From 1095-1291 C.E., Christians from Europe launched a series of campaigns against Muslims in the Middle East known as the Crusades, a succession of holy wars to remove Christian religious sites from Islamic rule. 

Most of the works written about these events tell the history of the Christians who sought to conquer Muslim lands in military efforts sanctioned by the Catholic Church.

However, Paul M. Cobb, a professor of Islamic history in the Department of Near Eastern Languages and Civilizations in the School of Arts & Sciences (SAS), explores the Crusades from the perspective of the Muslims being invaded or, as he says, “crusaded.” His forthcoming book is “The Race for Paradise: An Islamic History of the Crusades.”

Cobb will discuss “Getting Crusaded: Medieval Islam and the Pointy End of Christian Holy War” at the Penn Lightbulb Café on Tuesday, Nov. 12, from 6 to 7 p.m. at World Cafe Live, 3025 Walnut St.

Presented by the Office of University Communications in partnership with SAS, the lecture is free and open to the public.

In the first half-hour of his talk, Cobb will discuss the Crusades from the point of view of the Muslims, who left rich and detailed accounts of the activities of the European invaders. During the second half-hour, he will answer questions from the audience.

At Penn, Cobb teaches courses on the Middle East and Islamic history, including a class called “Getting Crusaded” that is based on the accounts of medieval Muslim eyewitnesses.

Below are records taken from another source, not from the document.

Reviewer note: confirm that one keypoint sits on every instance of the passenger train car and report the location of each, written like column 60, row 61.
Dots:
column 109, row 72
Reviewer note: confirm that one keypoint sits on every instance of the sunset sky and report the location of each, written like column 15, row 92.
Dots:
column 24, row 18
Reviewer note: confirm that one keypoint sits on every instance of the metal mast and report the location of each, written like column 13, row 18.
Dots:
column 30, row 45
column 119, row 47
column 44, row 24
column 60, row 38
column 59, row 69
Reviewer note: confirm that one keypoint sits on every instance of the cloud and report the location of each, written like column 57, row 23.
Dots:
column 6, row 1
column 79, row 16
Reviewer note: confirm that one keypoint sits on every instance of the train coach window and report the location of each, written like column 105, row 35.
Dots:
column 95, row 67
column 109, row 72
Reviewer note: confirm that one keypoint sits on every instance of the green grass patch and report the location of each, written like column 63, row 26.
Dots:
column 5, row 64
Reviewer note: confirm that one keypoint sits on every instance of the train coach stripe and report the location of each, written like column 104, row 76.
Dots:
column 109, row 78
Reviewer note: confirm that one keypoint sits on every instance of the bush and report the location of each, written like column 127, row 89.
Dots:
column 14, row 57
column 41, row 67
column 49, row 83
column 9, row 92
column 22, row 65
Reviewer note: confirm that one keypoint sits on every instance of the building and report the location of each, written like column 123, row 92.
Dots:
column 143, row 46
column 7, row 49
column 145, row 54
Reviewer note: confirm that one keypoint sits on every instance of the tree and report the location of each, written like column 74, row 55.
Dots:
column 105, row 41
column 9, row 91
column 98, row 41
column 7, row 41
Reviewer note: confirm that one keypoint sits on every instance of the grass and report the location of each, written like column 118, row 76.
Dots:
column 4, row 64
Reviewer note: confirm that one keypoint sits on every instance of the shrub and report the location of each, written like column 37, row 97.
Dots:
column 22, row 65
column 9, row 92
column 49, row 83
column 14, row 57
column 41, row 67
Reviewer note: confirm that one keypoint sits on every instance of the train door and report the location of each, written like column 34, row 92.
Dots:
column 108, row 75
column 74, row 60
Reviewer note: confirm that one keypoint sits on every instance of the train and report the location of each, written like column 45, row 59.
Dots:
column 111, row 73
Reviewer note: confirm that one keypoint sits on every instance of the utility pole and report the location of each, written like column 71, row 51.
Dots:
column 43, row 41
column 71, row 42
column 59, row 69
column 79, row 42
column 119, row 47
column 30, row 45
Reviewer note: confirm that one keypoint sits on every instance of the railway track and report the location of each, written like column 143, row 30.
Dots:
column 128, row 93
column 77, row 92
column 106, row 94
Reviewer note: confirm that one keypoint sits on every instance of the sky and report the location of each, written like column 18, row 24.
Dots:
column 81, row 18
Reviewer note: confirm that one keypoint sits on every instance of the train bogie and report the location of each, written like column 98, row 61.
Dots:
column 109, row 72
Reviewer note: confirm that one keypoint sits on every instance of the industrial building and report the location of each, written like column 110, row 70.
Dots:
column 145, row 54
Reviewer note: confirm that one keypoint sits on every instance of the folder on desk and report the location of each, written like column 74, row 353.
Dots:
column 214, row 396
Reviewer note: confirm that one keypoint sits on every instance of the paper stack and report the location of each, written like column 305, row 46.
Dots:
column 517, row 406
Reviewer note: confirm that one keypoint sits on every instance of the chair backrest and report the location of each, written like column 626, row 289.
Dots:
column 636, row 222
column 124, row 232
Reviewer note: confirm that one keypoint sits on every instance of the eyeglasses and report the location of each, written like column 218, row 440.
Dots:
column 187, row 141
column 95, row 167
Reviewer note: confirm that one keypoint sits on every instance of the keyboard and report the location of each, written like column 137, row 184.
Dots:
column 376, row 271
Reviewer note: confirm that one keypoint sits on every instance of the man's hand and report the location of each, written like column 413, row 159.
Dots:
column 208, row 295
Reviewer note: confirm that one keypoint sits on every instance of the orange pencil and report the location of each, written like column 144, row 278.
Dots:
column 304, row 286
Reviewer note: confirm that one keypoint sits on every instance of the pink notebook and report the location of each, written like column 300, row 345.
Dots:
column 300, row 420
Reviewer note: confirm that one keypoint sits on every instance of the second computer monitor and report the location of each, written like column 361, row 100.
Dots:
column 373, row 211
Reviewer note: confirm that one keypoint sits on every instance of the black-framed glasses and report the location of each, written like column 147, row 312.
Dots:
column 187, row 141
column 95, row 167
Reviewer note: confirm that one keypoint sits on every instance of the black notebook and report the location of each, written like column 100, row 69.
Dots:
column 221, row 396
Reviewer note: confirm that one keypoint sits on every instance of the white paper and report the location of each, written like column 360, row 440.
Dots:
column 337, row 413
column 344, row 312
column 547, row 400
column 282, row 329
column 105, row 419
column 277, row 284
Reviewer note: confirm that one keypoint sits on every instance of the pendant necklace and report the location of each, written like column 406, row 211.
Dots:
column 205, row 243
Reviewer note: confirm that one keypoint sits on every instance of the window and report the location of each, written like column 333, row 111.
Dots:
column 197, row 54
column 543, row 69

He says the events that transpired during the Crusades have been either “celebrated as a triumph of European ingenuity or a cynical perversion of Christian doctrine.”

Cobb says a new truth emerges from the revelatory accounts of those who were "crusaded;" that the Crusades were not, as they are so often depicted, a simple story of good guys versus bad guys.

“What emerges from the Islamic perspective is a more complicated story of border-crossers and turncoats; of embassies and merchants; of scholars and spies,” he says. “All of them were seeking to manage this new threat from the barbarian fringes of their ordered world.”